Left Main PCI vs. CABG: Five-year Follow-up of Two Registries
Left Main PCI vs. CABG: Five-year Follow-up of Two Registries
Abstract & Commentary
By Andrew J. Boyle, MBBS, PhD
Sources: Park D-W, et al. Long-term safety and efficacy of stenting versus coronary artery bypass grafting for unprotected left main coronary artery disease. 5-year results from the MAIN-COMPARE (Revascularization for Unprotected Left Main Coronary Artery Stenosis: Comparison of Percutaneous Coronary Angioplasty Versus Surgical Revascularization) Registry. J Am Coll Cardiol. 2010;56:117-124; Chieffo A, et al. 5-year outcomes following percutaneous coronary intervention with drug-eluting stent implantation versus coronary artery bypass graft for unprotected left main coronary artery lesions: The Milan Experience. J Am Coll Cardiol Intv. 2010;3:595-601.

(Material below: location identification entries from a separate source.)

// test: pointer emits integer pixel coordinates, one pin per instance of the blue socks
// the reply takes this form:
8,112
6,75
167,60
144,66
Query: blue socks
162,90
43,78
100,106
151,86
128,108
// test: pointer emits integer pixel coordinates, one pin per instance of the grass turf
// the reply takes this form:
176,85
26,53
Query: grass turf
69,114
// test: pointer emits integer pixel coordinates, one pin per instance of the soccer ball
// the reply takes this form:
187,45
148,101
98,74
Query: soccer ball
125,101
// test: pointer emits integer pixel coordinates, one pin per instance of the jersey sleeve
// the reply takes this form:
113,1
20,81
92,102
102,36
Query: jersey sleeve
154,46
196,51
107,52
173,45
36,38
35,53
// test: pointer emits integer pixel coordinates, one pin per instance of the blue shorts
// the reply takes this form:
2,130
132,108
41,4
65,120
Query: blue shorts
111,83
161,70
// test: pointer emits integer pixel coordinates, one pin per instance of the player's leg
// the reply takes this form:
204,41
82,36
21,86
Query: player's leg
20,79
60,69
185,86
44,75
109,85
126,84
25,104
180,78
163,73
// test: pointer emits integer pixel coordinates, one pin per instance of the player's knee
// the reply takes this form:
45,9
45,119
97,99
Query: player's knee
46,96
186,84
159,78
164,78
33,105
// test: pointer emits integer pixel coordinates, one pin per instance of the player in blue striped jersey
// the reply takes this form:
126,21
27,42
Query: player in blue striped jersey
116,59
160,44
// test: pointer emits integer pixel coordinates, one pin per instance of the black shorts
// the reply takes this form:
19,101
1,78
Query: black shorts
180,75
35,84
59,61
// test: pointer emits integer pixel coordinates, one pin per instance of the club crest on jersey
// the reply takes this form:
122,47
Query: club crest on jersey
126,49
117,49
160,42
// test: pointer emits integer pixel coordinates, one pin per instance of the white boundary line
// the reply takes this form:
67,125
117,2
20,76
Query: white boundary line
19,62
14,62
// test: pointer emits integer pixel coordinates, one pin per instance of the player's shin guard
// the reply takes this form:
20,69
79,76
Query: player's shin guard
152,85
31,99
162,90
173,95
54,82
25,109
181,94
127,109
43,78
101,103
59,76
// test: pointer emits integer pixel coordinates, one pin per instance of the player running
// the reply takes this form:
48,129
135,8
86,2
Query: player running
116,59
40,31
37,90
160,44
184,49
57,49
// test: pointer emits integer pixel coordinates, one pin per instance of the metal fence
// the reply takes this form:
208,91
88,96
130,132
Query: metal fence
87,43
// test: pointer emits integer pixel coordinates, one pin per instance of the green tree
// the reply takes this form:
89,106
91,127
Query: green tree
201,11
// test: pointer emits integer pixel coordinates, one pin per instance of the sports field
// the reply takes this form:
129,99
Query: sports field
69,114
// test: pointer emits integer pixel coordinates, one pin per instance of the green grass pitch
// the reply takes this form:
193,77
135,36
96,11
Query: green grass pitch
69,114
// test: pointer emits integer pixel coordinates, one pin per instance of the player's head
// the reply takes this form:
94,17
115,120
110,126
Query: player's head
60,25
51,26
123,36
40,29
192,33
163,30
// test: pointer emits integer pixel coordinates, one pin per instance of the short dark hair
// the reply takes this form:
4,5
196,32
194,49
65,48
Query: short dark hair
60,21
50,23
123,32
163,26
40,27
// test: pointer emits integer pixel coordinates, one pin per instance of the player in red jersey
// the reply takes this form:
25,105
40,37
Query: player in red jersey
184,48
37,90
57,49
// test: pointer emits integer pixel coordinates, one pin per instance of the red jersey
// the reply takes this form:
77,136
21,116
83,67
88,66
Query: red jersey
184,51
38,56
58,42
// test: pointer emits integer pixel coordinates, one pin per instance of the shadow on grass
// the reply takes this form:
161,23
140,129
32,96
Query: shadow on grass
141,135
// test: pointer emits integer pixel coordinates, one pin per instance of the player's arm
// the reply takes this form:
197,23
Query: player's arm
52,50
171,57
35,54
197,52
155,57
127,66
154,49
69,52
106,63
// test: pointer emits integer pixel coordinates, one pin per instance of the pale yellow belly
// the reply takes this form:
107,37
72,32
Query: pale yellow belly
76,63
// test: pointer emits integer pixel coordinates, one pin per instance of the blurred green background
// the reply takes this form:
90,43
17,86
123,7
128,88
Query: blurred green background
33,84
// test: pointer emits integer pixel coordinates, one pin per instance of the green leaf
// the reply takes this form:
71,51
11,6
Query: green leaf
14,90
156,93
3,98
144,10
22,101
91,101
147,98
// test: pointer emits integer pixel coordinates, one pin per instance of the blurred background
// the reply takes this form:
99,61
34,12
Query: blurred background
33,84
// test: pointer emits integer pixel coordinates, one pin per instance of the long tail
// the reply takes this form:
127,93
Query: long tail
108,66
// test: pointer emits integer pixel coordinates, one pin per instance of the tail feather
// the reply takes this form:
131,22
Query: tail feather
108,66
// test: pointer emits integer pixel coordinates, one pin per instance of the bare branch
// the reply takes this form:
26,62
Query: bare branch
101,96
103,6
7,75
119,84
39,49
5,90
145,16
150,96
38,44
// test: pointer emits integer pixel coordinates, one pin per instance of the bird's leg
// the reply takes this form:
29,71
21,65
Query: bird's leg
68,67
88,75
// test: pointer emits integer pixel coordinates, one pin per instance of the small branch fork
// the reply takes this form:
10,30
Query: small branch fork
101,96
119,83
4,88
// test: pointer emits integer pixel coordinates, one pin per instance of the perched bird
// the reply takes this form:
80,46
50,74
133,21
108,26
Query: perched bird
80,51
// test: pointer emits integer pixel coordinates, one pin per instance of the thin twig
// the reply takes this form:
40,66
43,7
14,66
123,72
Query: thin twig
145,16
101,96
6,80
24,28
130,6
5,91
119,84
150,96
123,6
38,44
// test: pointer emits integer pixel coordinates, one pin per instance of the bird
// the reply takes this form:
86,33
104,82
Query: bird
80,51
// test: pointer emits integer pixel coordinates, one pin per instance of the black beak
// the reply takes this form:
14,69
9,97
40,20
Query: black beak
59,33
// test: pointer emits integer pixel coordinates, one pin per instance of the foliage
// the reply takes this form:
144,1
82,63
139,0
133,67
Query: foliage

The evolution of percutaneous coronary intervention (PCI) techniques has resulted in PCI becoming a reasonable alternative to coronary artery bypass graft (CABG) surgery in selected patients with unprotected left-main coronary artery (ULMCA) stenosis. This was reflected in a change in the ACC/AHA guidelines upgrading left-main PCI to a class-IIb indication. However, there is a paucity of long-term outcome data comparing PCI to CABG in the treatment of ULMCA disease. Two recent publications now extend the outcome data to five years following PCI vs. CABG.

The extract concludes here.